Toni Morrison publie Délivrances, un roman percutant sur les États-Unis, le racisme quotidien et la violence physique.

Pauline Guedj  • 2 septembre 2015 abonné·es
Toni Morrison, l’expérience du corps noir
Délivrances , Toni Morrison, traduit de l’anglais (États-Unis) par Christine Laferrière, Christian Bourgois éditeur, 180 p., 18 euros.
© KOVARIK/AFP

Cet été, l’actualité littéraire américaine a été marquée par la sortie du livre du journaliste afro-américain Ta-Nehisi Coates, Between the World and Me [^2], un livre qui démontre comment le racisme est avant tout une histoire d’agression physique. Best-seller, l’essai a été salué, dès sa parution, comme le premier livre analysant en profondeur l’Amérique post-Ferguson. Parmi les admirateurs de Coates, l’écrivaine Toni Morrison, 84 ans, prix Nobel de littérature, qui n’hésite pas à le comparer à James Baldwin.

Toni Morrison entretient avec Coates quelques similarités. Comme lui, l’écrivaine a choisi d’écrire pour dénoncer l’expérience du racisme au quotidien. Comme Coates, elle a vécu, jeune adulte, une expérience transformatrice sur les bancs de l’université noire d’Howard, à Washington, où, pour la première fois, elle dit s’être sentie en sécurité dans sa négritude. Enfin, Toni Morrison, bien avant Coates, a produit une analyse des corps comme objets cristallisant l’expérience du racisme aux États-Unis. Toute l’œuvre de Morrison est emplie de ces corps souffrant, rêvant, cherchant la transformation. De Pecola, héroïne de l’Œil le plus bleu, une petite fille noire violée par son père qui rêve des yeux de Shirley Temple, à la mère de Beloved, qui préfère tuer sa fille plutôt que de la laisser vivre esclave, en passant par les corps dansants de Jazz, tous ses personnages sont des êtres incarnés qui vivent la puissance de l’oppression dans leur chair et leur peau.

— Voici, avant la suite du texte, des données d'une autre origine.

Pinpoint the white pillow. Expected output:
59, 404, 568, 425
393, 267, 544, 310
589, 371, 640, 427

Le dernier roman de Toni Morrison, le très beau Délivrances, n’échappe pas à cette règle. Ici encore, tout est une question de corps. Celui de Bride, d’abord, une jeune femme née avec la peau trop noire, rejetée par sa mère au teint clair. Enfant, Bride essaie d’attirer l’attention de sa génitrice, d’établir avec elle un contact physique. Elle l’énerve, l’agace, dans l’unique espoir d’être touchée, quitte à ce que le geste provoqué soit une gifle. Adulte, la jeune femme prend sa revanche. Elle travaille son style avec un coach, choisit des vêtements d’apparat et prend la tête d’une entreprise de cosmétique. Elle est belle, désirable, influente. Le livre suit son parcours, un périple au cours duquel, l’espace d’un instant, Bride retrouvera son corps d’enfant. Le corps de Brooklyn, ensuite, amie et collègue de Bride, femme blanche carriériste aux longues dreadlocks blondes. Celui de Sofia, accusée d’avoir molesté des enfants, dont la violence physique et les larmes finiront par exploser. Le corps de Booker, seul personnage masculin, qui, pour garder en mémoire le viol et la mort de son frère, porte sur l’épaule un tatouage rouge. Le corps de Rain, enfin, petite fille aux yeux verts, à la chair souillée par les abus et la prostitution.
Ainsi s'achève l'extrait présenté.